The first condition is clearly met as the parties have stipulated that all of the carriers in the route movement are listed in Note 1.
The second condition is not as easily disposed of. Does Note 1 mean that so long as a portion of the route was subject to Rocky Mountain Tariffs that this condition is satisfied? Or, on the other hand, does this mean that the Rocky Mountain Tariff must be applicable to the entire route before an exception is applicable under Note 1 ?

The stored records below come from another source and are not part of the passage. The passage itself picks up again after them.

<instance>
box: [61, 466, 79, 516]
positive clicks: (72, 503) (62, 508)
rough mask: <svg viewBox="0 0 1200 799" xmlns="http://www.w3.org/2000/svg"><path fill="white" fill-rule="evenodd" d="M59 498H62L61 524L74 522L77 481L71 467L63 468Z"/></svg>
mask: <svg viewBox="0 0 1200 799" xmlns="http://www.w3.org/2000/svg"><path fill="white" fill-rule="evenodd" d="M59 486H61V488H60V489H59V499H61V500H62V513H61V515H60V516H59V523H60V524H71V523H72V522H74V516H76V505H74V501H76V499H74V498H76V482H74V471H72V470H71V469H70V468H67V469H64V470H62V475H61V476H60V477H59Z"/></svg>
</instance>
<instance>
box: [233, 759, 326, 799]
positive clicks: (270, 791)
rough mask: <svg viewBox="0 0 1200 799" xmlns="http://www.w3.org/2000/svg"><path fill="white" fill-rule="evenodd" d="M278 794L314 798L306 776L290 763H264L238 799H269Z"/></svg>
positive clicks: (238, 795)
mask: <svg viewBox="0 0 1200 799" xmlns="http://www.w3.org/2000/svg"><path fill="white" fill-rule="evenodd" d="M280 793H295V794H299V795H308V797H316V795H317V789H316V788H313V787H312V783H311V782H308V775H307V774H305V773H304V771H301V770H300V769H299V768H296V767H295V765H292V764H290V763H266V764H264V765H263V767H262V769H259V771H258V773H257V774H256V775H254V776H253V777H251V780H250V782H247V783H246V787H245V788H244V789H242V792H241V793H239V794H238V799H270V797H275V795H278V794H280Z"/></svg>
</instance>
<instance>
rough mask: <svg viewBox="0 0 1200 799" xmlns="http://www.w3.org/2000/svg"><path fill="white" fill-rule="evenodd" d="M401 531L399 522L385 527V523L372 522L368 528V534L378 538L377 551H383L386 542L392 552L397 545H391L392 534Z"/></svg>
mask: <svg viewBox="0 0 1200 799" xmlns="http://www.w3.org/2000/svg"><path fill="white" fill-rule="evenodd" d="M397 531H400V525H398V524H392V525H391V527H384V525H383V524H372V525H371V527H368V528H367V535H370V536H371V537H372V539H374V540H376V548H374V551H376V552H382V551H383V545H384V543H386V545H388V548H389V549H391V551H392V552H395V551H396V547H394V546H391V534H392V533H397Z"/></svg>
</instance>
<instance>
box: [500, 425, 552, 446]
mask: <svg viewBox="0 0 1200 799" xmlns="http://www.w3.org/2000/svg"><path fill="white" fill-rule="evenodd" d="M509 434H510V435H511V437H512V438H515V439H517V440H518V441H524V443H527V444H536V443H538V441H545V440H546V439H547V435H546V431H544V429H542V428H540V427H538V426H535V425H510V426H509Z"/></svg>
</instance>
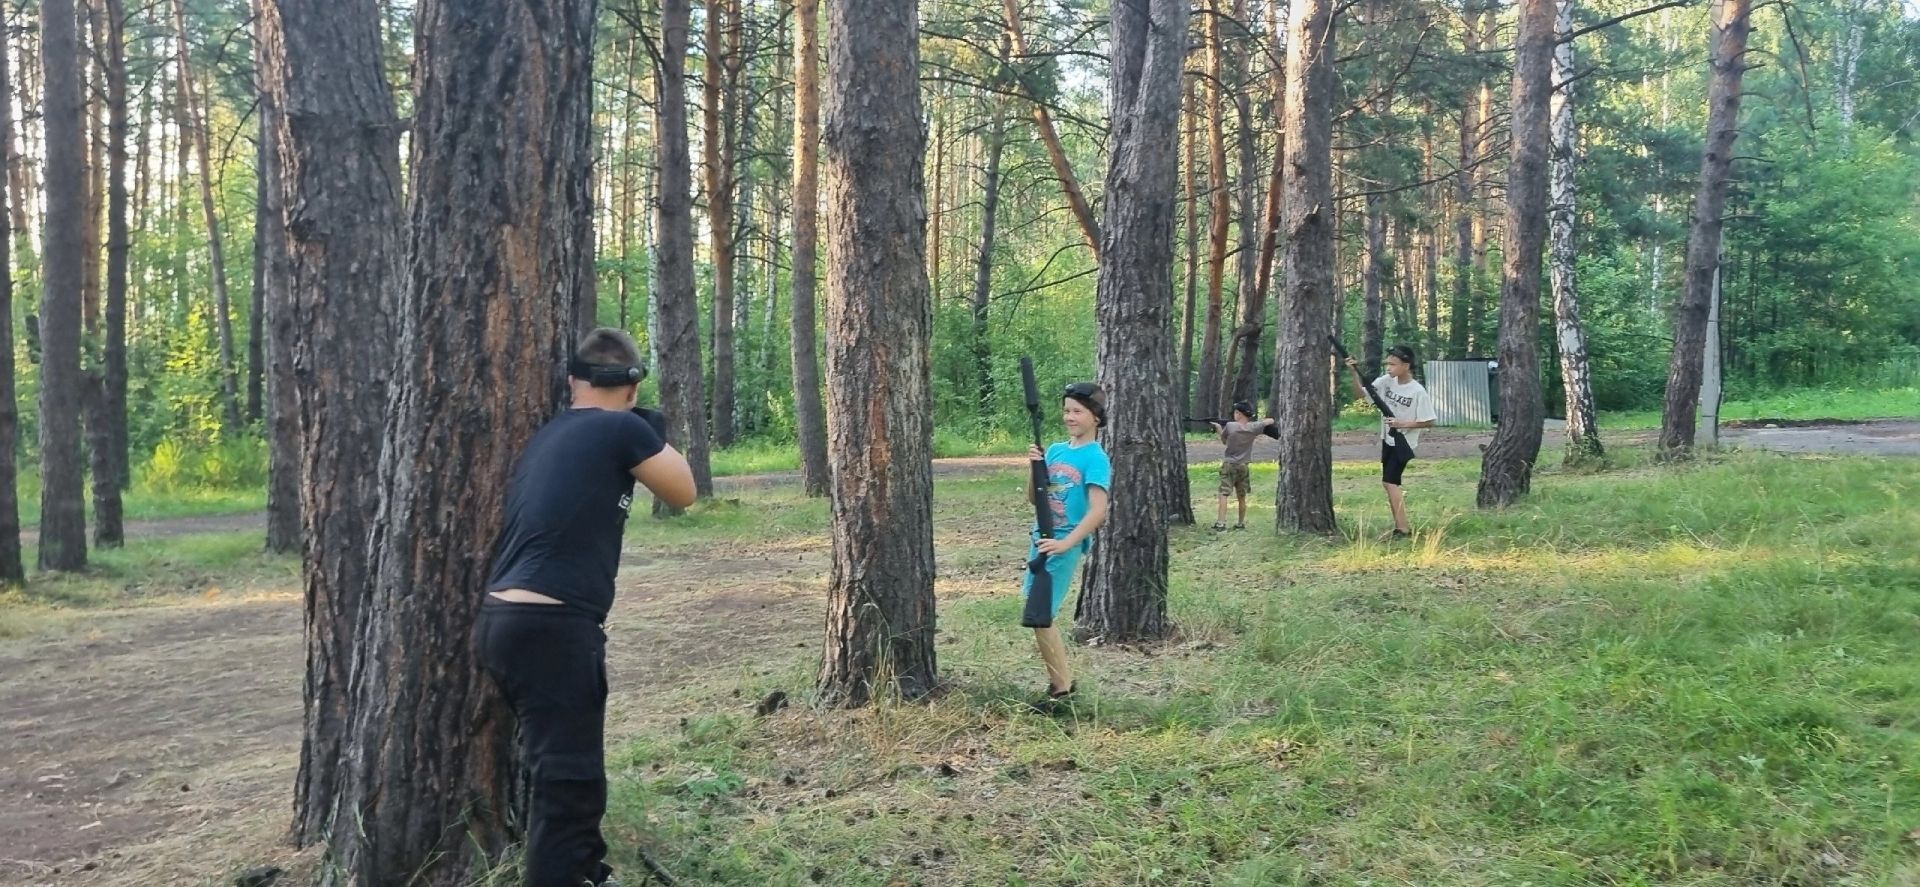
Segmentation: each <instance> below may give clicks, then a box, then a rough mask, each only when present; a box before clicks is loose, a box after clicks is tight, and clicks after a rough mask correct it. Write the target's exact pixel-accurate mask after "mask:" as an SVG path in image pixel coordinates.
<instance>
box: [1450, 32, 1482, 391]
mask: <svg viewBox="0 0 1920 887" xmlns="http://www.w3.org/2000/svg"><path fill="white" fill-rule="evenodd" d="M1461 19H1463V21H1465V29H1463V46H1465V50H1467V56H1469V58H1471V56H1475V54H1476V52H1480V31H1478V19H1480V13H1478V12H1476V10H1475V8H1473V6H1471V4H1469V6H1467V10H1465V12H1463V13H1461ZM1478 154H1480V104H1478V102H1475V100H1473V96H1467V98H1465V100H1463V102H1461V106H1459V173H1457V175H1455V177H1453V211H1455V213H1457V215H1455V217H1453V303H1452V305H1448V351H1450V357H1453V359H1463V357H1467V355H1469V348H1471V342H1473V334H1471V326H1469V321H1471V313H1473V311H1471V305H1473V300H1475V280H1473V211H1475V200H1473V196H1475V167H1476V165H1478Z"/></svg>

We think this second proposition is the correct and logical one. Note 1 requires the utilization of listed carriers from origin to destination. It is just as logical to also hold that Note 1 requires Rocky Mountain Tariffs to be in effect from origin to destination. This interpretation makes Note 1 clear and unambiguous and consistent with all of its terms.
III.
Destination means Earle, New Jersey in this case as it was the ultimate point of unloading under the holding of McLean Trucking Company, Inc. v. United States, 387 F.2d 657, 171 Ct.Cl. 170 (United States Court of Claims).
As the Rocky Mountain Tariff was not applicable on the portion of the route from Colt’s Neck, New Jersey to Earle, New Jersey (the “destination”), the case now before this Court does not have the facts necessary to fulfill the second condition, and therefore the Note 1 exception is not applicable and a 7500 lb. minimum rate will be used from origin to Colt’s Neck, New Jersey.
IV.
In accordance with stipulation 6, judgment will be entered in favor of plaintiff against defendant in the amount of $3,511.95, together with interest.
V.
In Civil Action No. 5-519, T.I.M.E. Freight, Inc. v. United States, it was stipulated that the decision in this case would control on Items 1 and 4 in Cause No. 5-519; and it was further stipulat*578ed in Cause No. 5-520, by and between the same parties, that all issues would be controlled by the decision in this Cause No. 5-486. Accordingly, it is ordered that this opinion be and is hereby made applicable to Items 1 and 4 in Cause No. 5-519 and as to all issues in Cause No. 5-520.